Spring 2025 New Courses
POLS 270 Career Development in Political Science, with Professor Ning Zhang
The Political Science department is introducing a new course that aims to help POLS majors and minors gain knowledge, confidence, and skills to take on the professional world. By enrolling in this course, you will get first-hand advice in order to help you better envision your ideal career path. You will learn to assess your strengths and weaknesses as young professionals, how to build and write your resume, be better prepared for job interviews, conduct meaningful professional communication, grow a healthy professional network, and more. Consider taking this course to expand your already growing number of Cal Poly resources and get ready for launching your career!
POLS 429 Middle Eastern Politics, with Professor Şahane Sultan Bedenlier
The aim of this course is to provide a detailed and challenging introduction to the international relations of the Middle East by outlining how distortion of Islam combined with Western imperialist interests in the region has led to the contemporary climate in the Islamic world.
This course will also enable students to understand how the politics and security of the Middle East relate to global international relations as a whole, and vice-versa.
To develop further student’s critical and analytical skills through their engagement with a diverse and challenging theoretical and empirical literature.
To enable students to develop an understanding of the complexity of the above issues.
To provide the analytical and intellectual basis for academic research on the region or for careers that require a thorough understanding of the international relations of the Middle East.
For more information, email Professor Bedenlier (sbedenli@calpoly.edu)

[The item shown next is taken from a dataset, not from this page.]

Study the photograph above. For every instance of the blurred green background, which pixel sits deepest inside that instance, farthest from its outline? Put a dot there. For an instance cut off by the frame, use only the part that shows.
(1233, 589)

POLS 470 Marriage and the Law, with Professor Ron Den Otter
The purpose of POLS 470 Marriage and the Law is to introduce you to the legal, constitutional, moral, historical, and empirical aspects of the institution of civil marriage in America. While that knowledge in itself is valuable, equally importantly, it will enable us to discuss in depth not only what marriage has been but what it is and what it could be, including consideration of radical marital possibilities, like the abolition of civil marriage and eliminating numerical restrictions for consenting adults. In this course, above all, you also will learn why you should never, under any circumstances, get married. I’m kidding, of course. After all, it is your personal decision, and perhaps one of the most consequential decisions you’ll ever make (whom to marry, whether to marry at all, whether to have an open marriage, and so on). At the very least, as unromantic as it may sound, you should be better informed about what you may be getting yourself into. Among other things, a civil marriage is a legal relationship.
Can be used as Pre-Law Concentration or Law and Society Minor elective.
POLS 470 Introduction to Social Network Analysis, with Professor Gunes Ertan
This course provides an introduction to the fundamentals of social network analysis, covering key topics such as designing relational research, collecting network data, and applying analytical techniques using specialized social network analysis software. Students will gain hands-on experience in practical aspects of analyzing social structures.
POLS 570 Public Policy Practicum, with Professor Chris Nelson
Despite overwhelming evidence that immigration is not connected to higher crime rates in the U.S., and that immigrants are less likely to commit crimes than their native-born counterparts, immigrants and the act of immigration are continuously linked with criminality. How and when did this happen? Why do government officials, as well as the larger public, continue to associate immigrants with crime, disorder, and illegality? This course addresses these questions and more by examining the growing intersection between criminalization and immigration in the U.S. Engaging both historical and contemporary debates on immigration and crime, it investigates an ever-evolving assortment of laws, policies, and enforcement mechanisms aimed at governing, policing, and regulating immigrants over time.